Calculating Polarization

How can we enumerate the polarization of a party system, or the polarization of opinions? Polarization exists when the population are divided in their opinions. If we measure these opinions on an ordered scale (as is common place), we’re looking at peaks in two non-adjacent positions. An ideal type would be 50% for an issue, and 50% against it.

The opposite ideal type can help us formulate what we mean by polarization. If all positions are equally popular, we cannot really speak of polarization, but it is not the logical opposite. The opposite of polarization is agreement: everyone has the same position on an issue.

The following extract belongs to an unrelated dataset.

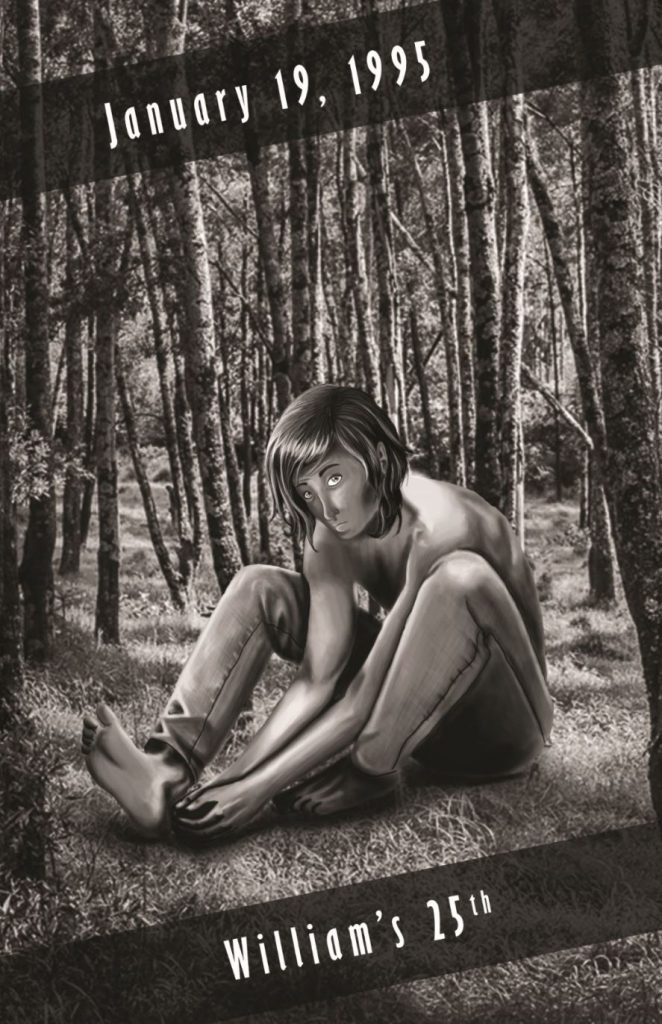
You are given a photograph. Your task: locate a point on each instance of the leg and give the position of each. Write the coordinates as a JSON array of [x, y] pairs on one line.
[[464, 639], [264, 609]]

To enumerate polarization, we can work backwards from Cees van der Eijk‘s (2001) measure of agreement: inverting it. I’ve written up a few functions to do this in R.

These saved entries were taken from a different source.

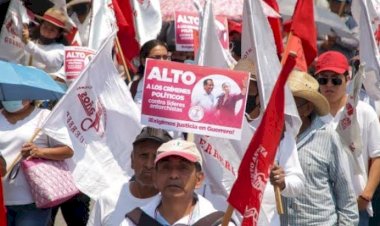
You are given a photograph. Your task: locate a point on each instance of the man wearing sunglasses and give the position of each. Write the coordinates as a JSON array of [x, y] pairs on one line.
[[332, 75]]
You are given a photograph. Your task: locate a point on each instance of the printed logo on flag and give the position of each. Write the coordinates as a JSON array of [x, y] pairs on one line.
[[76, 58], [185, 25], [191, 98]]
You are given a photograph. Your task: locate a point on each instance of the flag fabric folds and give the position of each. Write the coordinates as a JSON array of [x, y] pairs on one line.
[[211, 52], [366, 13], [100, 118], [3, 211], [254, 168], [303, 26]]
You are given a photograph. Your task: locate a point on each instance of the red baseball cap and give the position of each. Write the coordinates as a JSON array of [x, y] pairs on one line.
[[331, 61]]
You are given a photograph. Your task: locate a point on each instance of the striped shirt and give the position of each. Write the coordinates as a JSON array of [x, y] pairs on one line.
[[328, 199]]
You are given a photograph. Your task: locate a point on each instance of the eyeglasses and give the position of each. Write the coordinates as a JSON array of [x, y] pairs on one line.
[[160, 57], [336, 81]]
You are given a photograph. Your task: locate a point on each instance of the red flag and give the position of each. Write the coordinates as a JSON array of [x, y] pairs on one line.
[[275, 24], [3, 215], [295, 45], [127, 32], [254, 168], [303, 26]]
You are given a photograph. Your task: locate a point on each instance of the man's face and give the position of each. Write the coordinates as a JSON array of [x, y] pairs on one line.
[[143, 156], [332, 86], [177, 177], [209, 86], [226, 89]]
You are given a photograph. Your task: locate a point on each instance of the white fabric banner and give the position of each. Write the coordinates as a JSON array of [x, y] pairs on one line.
[[211, 53], [11, 45], [148, 19], [367, 13], [101, 119], [103, 22]]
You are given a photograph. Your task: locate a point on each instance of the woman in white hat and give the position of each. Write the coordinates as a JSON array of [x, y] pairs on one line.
[[328, 198], [44, 47]]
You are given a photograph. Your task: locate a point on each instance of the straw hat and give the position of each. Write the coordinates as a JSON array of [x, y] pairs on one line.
[[56, 17], [248, 66], [305, 86]]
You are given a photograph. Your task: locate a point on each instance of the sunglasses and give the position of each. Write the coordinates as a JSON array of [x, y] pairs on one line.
[[160, 57], [336, 81]]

Van der Eijk, C. 2001. “Measuring agreement in ordered rating scales.” Quality and Quantity 35(3): 325-341.

Bootstrapping in R

Bootstrapping uses resampling to assign measures of accuracy, and it can easily be used in R. When I first used it, it took me a while to figure out the double subscripts needed, so here is how to do it.

First, we’ll need the boot package from CRAN. Here’s an example using polarization from my agrmt package. After installing the packages, we define a function. So in this case, I use polarization(collapse(POSIT, pos=w)) to calculate the point estimates of polarization. POSIT is the variable of interest – I am interested in the polarization in this positional variable. To use this as a function for bootstrapping, a second subscript is necessary: p <- function(x,y) {polarization(collapse(x[y], pos=w))}.

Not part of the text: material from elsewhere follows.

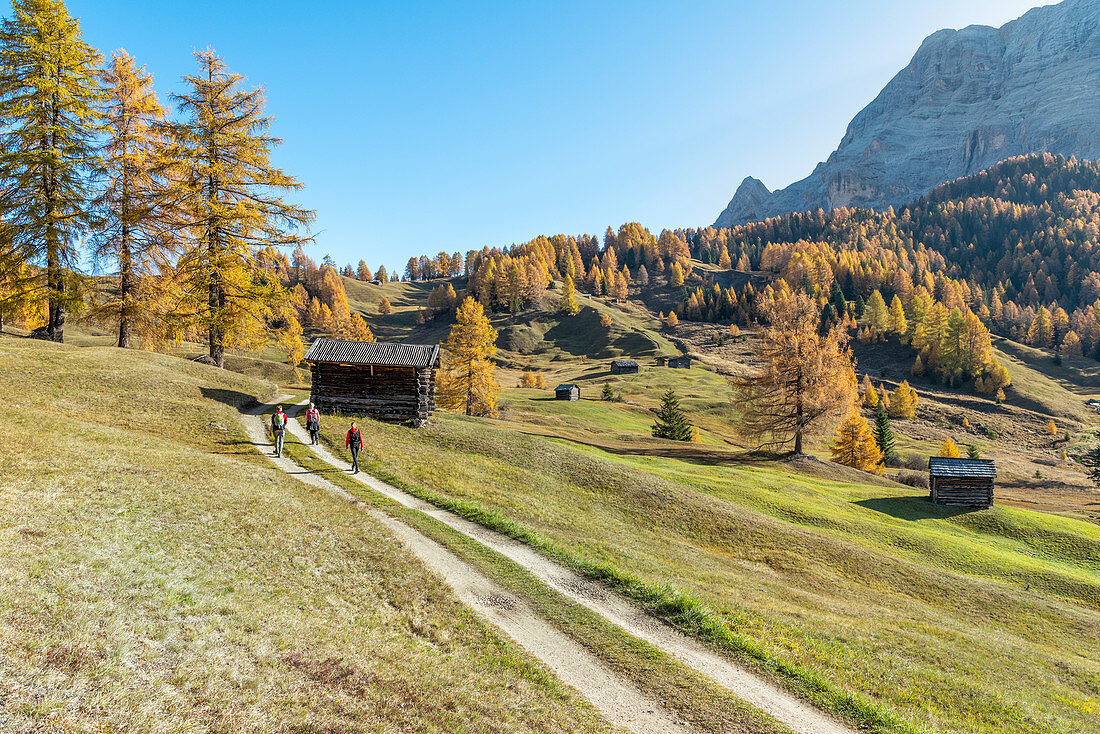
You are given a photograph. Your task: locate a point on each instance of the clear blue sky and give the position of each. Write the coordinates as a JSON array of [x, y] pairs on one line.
[[426, 127]]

The call of the boot package is simple: boot(data, function, replications), as long as you have a function with double subscripts. So we would use: mean(x[y]) rather than mean(x) in the function.

w <- c(-1,-0.5,0,0.5,1) # positions at which data could occur, used by polarization function: the pos=w argument
c <- c(0,0,2,2,0) # collapsed data; *not* used
d <- c(0,0,-.5,-.5) # raw data; used; normally a variable
z <- boot(d,p,500) # bootstrapping: data=d, function=p, 500 draws

To come back to my example, calculating standard errors is simple: sd(as.numeric(boot(POSIT,p,500)$t)). So we run 500 draws of the function p defined above, and calculate the standard error.

Here’s an example using the mean: p <- function(x,y) {mean(x[y], na.rm=TRUE)}

Using functions may appear cumbersome at first sight, but once you use sapply to calculate many standard errors at once, for instance, it becomes much easier. sapply(1980:2010, function(x) sd(as.numeric(boot(POSIT[YEAR == x],p,500)$t))) will get the standard errors for each of the 30 years.